26 June: Australian authorities issue a preliminary report in which they theorise that the plane flew on autopilot after the crew became incapacitated, possibly due to oxygen starvation.

Fugro Australian search vessel interactive

17 July: Malaysia Airlines makes headlines again after another plane, flight MH17 from Amsterdam to Kuala Lumpur, is shot down over rebel-controlled eastern Ukraine, killing all 298 passengers and crew on board.

28 August: Australia’s deputy prime minister, Warren Truss, says Flight MH370 “might have turned south a little earlier than we have previously expected”, as it is announced that airline staff tried to contact the flight crew by satellite phone after the plane disappeared from radar.

19 September: After a four-month lull, it is announced that the underwater search, involving depths of up to 3.7 miles (6km), will resume at the end of September.

Search depths for MH370

4 October: It is revealed that the new underwater search involves ships dragging sonar devices called towfish through the water at about 100 metres above the seabed to hunt for wreckage. The towfish are equipped with jet fuel sensors and can transmit data to those on board the vessels.
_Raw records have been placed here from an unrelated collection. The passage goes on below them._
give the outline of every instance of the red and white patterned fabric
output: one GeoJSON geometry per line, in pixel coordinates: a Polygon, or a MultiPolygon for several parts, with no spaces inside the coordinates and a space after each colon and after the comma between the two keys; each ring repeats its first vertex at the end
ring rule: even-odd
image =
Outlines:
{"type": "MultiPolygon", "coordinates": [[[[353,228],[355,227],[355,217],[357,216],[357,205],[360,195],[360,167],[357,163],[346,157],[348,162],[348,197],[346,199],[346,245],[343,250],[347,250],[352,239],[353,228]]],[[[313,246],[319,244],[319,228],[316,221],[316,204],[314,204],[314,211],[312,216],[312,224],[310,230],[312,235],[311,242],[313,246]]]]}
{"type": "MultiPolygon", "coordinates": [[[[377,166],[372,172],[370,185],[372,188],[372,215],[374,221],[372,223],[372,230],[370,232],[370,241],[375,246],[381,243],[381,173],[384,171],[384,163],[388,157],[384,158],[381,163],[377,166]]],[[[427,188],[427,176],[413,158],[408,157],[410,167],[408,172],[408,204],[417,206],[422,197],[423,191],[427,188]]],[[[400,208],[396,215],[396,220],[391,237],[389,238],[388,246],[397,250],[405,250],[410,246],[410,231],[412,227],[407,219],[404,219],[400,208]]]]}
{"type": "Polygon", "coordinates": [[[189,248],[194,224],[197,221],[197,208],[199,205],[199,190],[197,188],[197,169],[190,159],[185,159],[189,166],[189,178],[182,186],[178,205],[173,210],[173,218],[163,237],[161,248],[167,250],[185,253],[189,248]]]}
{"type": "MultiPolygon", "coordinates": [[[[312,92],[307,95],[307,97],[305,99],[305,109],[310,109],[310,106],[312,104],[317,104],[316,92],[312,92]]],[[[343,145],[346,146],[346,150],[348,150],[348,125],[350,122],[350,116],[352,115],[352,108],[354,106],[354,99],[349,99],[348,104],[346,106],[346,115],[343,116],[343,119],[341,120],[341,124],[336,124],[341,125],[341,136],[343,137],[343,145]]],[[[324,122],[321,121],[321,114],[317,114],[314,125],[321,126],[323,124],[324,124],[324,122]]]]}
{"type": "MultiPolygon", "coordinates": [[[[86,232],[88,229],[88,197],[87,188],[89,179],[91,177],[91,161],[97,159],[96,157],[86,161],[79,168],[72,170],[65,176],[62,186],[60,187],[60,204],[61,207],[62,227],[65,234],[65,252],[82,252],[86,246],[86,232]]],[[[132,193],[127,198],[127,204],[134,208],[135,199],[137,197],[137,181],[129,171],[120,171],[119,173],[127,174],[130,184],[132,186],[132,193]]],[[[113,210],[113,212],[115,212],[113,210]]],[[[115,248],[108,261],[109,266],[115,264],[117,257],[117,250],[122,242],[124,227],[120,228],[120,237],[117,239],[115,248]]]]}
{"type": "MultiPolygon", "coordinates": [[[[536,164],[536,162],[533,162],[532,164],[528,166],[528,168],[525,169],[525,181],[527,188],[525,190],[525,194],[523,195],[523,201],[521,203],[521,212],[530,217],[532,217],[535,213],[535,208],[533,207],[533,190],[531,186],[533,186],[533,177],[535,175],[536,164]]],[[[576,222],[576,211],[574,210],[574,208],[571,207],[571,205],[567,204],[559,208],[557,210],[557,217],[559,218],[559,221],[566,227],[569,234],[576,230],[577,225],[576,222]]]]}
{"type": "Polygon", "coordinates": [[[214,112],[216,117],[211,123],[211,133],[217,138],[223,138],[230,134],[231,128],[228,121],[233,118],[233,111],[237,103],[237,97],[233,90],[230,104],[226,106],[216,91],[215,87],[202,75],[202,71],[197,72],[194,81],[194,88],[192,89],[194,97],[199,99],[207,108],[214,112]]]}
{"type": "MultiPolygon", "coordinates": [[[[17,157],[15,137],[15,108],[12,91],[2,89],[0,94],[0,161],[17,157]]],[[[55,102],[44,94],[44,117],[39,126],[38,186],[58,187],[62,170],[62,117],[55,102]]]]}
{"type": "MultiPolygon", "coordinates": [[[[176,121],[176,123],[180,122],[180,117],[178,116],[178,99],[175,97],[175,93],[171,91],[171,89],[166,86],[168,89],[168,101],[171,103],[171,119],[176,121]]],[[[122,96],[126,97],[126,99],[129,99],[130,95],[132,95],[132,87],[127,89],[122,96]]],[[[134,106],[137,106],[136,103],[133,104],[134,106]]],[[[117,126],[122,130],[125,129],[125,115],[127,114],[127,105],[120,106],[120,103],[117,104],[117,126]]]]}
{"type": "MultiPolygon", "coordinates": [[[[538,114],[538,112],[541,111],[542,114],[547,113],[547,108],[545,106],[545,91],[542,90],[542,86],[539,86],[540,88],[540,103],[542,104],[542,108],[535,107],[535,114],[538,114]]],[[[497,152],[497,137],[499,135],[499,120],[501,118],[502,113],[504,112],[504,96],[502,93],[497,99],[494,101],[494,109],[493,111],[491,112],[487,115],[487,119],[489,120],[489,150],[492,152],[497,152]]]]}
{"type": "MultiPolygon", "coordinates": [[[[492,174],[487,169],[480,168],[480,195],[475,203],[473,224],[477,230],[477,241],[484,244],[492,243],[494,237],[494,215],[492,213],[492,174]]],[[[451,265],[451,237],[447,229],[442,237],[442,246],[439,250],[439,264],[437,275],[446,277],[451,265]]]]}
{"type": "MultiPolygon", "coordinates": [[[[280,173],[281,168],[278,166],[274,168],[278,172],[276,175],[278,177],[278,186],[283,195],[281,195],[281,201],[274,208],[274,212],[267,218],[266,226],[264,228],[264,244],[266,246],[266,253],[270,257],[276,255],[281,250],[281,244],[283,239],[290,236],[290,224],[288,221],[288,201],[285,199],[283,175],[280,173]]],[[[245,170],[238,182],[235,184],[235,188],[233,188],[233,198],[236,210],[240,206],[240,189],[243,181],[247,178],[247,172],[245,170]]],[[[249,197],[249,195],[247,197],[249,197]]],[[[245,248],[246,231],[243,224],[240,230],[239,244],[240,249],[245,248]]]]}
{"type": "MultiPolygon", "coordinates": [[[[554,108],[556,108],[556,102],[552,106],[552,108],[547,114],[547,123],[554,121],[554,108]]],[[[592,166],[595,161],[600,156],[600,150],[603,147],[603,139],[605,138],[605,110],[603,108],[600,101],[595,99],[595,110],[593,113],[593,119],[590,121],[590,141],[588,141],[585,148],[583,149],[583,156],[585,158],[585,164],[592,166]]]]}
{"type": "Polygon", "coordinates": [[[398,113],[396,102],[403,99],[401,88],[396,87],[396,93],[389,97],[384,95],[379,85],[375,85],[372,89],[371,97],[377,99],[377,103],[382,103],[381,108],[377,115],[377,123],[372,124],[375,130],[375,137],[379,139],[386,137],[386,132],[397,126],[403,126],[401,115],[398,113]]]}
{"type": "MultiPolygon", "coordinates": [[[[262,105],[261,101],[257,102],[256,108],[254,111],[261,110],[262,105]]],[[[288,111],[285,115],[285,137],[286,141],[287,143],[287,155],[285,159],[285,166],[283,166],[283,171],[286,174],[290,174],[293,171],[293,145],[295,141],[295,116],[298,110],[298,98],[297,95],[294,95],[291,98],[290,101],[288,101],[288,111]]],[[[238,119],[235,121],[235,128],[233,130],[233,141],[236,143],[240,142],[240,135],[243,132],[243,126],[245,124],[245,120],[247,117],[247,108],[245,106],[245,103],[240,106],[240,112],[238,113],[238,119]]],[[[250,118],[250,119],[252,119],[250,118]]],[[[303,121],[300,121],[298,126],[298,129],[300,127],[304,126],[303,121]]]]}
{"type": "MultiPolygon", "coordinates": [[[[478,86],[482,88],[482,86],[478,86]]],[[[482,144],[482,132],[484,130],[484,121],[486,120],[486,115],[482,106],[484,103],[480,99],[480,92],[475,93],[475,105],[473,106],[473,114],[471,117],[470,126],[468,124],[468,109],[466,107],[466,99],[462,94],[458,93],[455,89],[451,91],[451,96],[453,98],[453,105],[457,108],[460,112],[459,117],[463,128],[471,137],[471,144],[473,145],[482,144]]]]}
January 2015: Senior Boeing 777 captain Simon Hardy suggests the missing aircraft’s final resting place is in the Indian Ocean, just outside the far south-western edge of the core search area.

Ocean currents

28 January: Malaysia’s Department of Civil Aviation officially declares the case an accident, having concluded the aircraft exhausted its fuel “over a defined area of the southern Indian Ocean”, but adds that efforts to find the plane will continue.

7 March: Malaysia’s transport minister, Liow Tiong Lai, says data will be re-examined and a new plan formulated if the plane is not found by the end of May, the same date the Australian government says the search of the priority zone is likely to be completed by late May.

23 July: Martin Dolan, the chief commissioner of the Australian Transport Safety Bureau, says the plane “will be found within the next year”. Two vessels continue search operations in the southern Indian Ocean, with more than 21,000 of the 46,332 sq miles of search area already covered.

29 July: A large piece of plane debris washes on to the shore of Réunion. The Malaysian prime minister later says the debris is very likely wreckage from a Boeing 777, and that it is being sent to France to establish whether it is from flight MH370.